Elastic Search in the Metadata Catalogue

The metadata catalogue provides REST API endpoints to allow querying elastic search in a uniform manner. While the Elastic Search can be exposed directly in production, this unified endpoint allows us to provide more structure and better automated documentation. It also avoids requiring the user to learn the Elastic Search query format.

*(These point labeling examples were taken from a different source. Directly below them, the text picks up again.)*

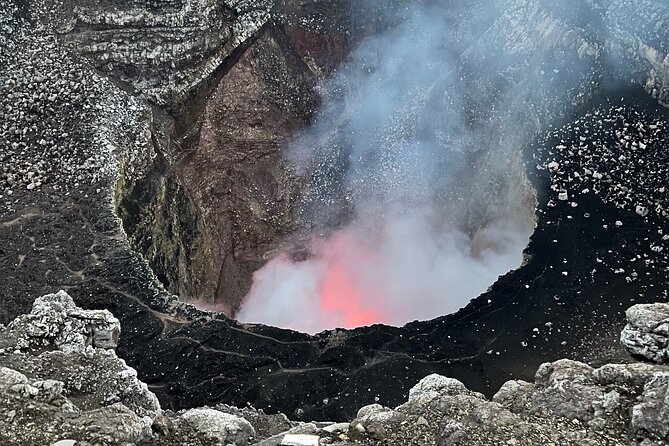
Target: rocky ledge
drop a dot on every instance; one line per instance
(61, 383)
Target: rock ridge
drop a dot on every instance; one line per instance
(61, 381)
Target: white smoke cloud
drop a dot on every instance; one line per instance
(395, 168)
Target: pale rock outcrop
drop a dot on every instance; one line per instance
(647, 331)
(219, 426)
(56, 320)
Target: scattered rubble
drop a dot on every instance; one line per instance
(87, 395)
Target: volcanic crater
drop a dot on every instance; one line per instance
(206, 198)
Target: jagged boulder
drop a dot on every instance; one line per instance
(219, 426)
(56, 321)
(647, 331)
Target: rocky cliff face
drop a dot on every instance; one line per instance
(62, 381)
(77, 147)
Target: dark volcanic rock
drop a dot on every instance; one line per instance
(92, 397)
(75, 146)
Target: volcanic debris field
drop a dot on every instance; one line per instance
(88, 159)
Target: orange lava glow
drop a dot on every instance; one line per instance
(341, 290)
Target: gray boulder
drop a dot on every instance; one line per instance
(647, 331)
(221, 427)
(650, 418)
(55, 320)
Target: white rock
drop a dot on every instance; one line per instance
(219, 425)
(300, 440)
(65, 443)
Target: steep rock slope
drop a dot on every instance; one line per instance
(61, 380)
(75, 143)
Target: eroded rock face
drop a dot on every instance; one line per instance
(55, 319)
(647, 331)
(58, 229)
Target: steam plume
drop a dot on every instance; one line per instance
(407, 214)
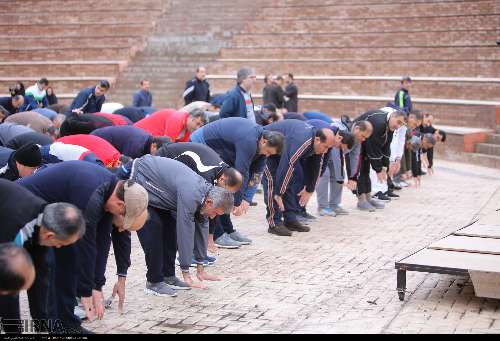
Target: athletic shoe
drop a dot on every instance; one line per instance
(236, 236)
(297, 226)
(381, 196)
(280, 230)
(160, 289)
(225, 242)
(340, 211)
(365, 206)
(327, 212)
(377, 204)
(175, 283)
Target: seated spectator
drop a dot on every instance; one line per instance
(33, 120)
(143, 97)
(131, 141)
(176, 125)
(10, 130)
(30, 137)
(90, 100)
(83, 124)
(36, 96)
(108, 154)
(15, 164)
(118, 120)
(12, 104)
(51, 96)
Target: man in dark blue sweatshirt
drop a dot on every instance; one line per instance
(105, 201)
(29, 222)
(90, 100)
(303, 141)
(131, 141)
(243, 145)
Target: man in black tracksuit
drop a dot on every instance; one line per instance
(376, 151)
(197, 89)
(80, 268)
(26, 221)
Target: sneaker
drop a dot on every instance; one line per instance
(175, 283)
(280, 230)
(340, 211)
(240, 238)
(392, 195)
(160, 289)
(297, 226)
(327, 212)
(365, 206)
(225, 242)
(377, 204)
(308, 216)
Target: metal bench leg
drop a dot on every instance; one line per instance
(401, 284)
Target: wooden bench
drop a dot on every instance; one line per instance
(473, 250)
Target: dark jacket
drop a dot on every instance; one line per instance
(299, 145)
(128, 140)
(378, 147)
(62, 182)
(199, 157)
(142, 98)
(87, 101)
(403, 100)
(292, 92)
(8, 167)
(236, 141)
(196, 90)
(234, 104)
(32, 137)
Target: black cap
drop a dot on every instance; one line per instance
(28, 155)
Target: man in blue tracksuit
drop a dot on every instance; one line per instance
(243, 145)
(131, 141)
(303, 141)
(104, 200)
(89, 100)
(238, 102)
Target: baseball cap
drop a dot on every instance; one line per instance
(136, 206)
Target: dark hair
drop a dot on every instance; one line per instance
(443, 135)
(10, 277)
(274, 139)
(347, 138)
(104, 84)
(418, 114)
(232, 178)
(65, 220)
(161, 140)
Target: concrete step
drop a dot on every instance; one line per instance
(489, 149)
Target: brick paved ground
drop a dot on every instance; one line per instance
(339, 278)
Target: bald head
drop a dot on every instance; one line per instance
(17, 271)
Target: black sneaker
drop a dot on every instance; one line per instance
(280, 230)
(297, 226)
(381, 196)
(391, 195)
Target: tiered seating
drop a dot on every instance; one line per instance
(72, 43)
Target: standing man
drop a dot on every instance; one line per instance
(105, 201)
(143, 97)
(402, 99)
(291, 94)
(243, 145)
(238, 101)
(197, 89)
(90, 100)
(304, 144)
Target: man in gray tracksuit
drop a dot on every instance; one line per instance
(179, 203)
(333, 178)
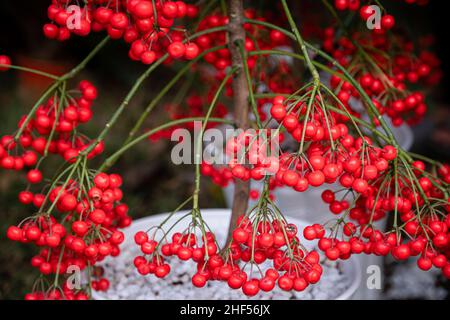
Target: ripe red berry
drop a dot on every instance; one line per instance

To extend Elastic Search to a new asset type, create a search router, similar to those in src/routers/search_routers/. Simply inherit from the base SearchRouter class defined in src/routers/search_router.py and define a few properties:

    @property
    def es_index(self) -> str:
        return "case_study"
The es_index property defines the name of the index. It is how it is known by Elasic Search, and should match the name of the table in the database.

    @property
    def resource_name_plural(self) -> str:
        return "case_studies"

The resource_name_plural is used to define the path of the REST API endpoint, e.g.: api.aiod.eu/search/case_studies.

@property
def resource_class(self):
    return CaseStudy

The resource_class property contains a direct reference to the object it indexes, which is used when returning expanded responses from the ES query ("get all").

    @property
    def extra_indexed_fields(self) -> set[str]:
        return {"headline", "alternative_headline"}

The extra_indexed_fields property contains the fields of the entity that should be included in the index other than the global_indexed_fields found in the SearchRouter class.

    @property
    def linked_fields(self) -> set[str]:
        return {
            "alternate_name",
            "application_area",
            "industrial_sector",
            "research_area",
            "scientific_domain",
        }
The linked_fields property contains the fields of the entity which refer to external tables and should be included in the index.

By creating a new SearchRouter (and adding it to the router list), the script which generates the logstash files will automatically include it.

Configuration

Besides the aforementioned configuration files, the elastic search configuration is located at es/elasticsearch.yml, but shouldn't need much configuration. Some aspects of both Logstash and Elastic Search are to be configured through environment variables through the override.env file (defaults in .env). Most notable one of these are the password for Elastic Search and the JVM resource options.